"You will be hungry," I said lamely. "You have eaten nothing since the morning;" and I walked to a little sideboard on which a bell was standing.

"No, no!" she cried, but I had struck the bell or ever the words were past her lips. "Oh, what have you done?" she said with a shiver; "one of your servants will come;" and then she checked herself and added, with her fingers plucking at her gown in a pitiful helpless way, "Well, what does it matter?
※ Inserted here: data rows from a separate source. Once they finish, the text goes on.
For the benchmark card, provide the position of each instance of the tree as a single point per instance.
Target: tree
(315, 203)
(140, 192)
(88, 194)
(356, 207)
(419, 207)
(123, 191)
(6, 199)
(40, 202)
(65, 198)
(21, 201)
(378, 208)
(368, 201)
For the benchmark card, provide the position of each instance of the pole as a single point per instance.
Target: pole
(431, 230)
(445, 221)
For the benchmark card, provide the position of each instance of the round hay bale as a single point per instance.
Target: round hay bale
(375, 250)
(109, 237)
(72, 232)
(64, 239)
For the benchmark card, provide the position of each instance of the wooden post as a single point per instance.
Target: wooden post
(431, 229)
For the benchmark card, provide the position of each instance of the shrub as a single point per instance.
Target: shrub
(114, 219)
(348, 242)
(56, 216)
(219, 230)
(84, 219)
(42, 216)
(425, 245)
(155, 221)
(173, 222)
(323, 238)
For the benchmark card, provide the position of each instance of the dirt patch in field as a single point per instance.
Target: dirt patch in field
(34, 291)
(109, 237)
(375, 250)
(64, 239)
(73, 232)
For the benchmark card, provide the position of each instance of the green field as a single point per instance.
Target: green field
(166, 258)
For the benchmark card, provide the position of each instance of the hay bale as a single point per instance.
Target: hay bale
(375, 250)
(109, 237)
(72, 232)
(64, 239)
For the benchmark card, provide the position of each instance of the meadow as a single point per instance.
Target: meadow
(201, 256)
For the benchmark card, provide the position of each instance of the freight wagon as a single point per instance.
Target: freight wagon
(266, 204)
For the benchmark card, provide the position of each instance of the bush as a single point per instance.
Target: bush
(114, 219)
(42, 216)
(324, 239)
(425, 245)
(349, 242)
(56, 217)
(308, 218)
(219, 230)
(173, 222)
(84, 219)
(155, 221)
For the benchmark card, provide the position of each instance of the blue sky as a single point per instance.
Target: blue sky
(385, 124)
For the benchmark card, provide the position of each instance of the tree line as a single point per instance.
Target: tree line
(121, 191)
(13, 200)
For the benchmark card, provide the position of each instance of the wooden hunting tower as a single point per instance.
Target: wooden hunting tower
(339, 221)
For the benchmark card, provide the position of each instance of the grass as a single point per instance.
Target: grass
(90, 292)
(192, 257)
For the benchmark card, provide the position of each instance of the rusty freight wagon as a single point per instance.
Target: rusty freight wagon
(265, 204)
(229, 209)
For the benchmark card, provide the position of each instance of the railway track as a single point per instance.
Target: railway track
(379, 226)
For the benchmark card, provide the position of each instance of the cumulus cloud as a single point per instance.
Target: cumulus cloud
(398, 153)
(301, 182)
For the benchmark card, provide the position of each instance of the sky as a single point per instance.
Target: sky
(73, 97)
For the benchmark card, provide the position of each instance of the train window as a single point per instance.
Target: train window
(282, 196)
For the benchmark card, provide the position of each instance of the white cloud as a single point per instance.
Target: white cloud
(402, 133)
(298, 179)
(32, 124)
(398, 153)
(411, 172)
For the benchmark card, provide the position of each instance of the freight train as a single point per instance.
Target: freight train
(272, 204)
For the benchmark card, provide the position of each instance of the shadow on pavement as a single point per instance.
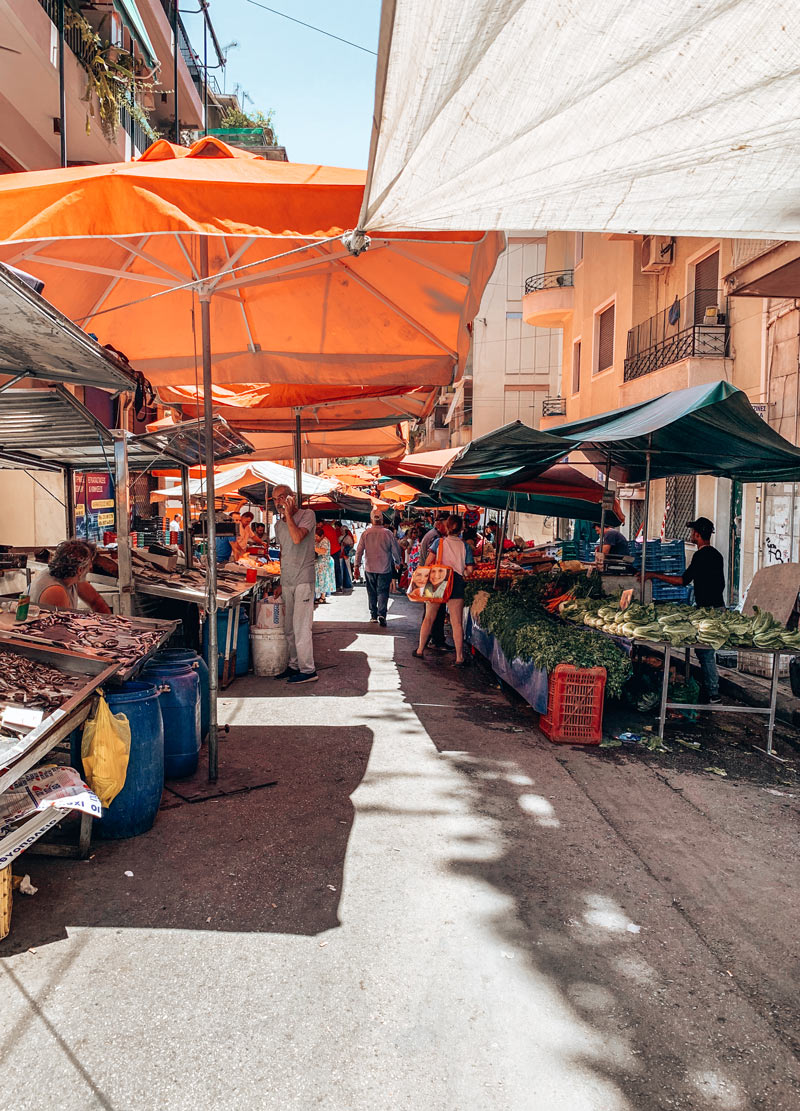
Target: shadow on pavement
(267, 860)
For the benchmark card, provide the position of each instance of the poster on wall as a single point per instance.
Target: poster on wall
(95, 506)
They had the story before it happened. This will but confirm and seal it."

I went out into the hall to stop whosoever should be answering the summons. But no one came to answer it I crossed the hall and opened the door which led to the kitchens. As a rule, the noise of women's voices was incessant in that quarter of the house, but to-day not a sound, not so much as the clatter of a dish-cover! I went back to the hall and listened. The house was as still as on that night when I crept down the stairs and discovered the marks of a picture-frame upon the wall.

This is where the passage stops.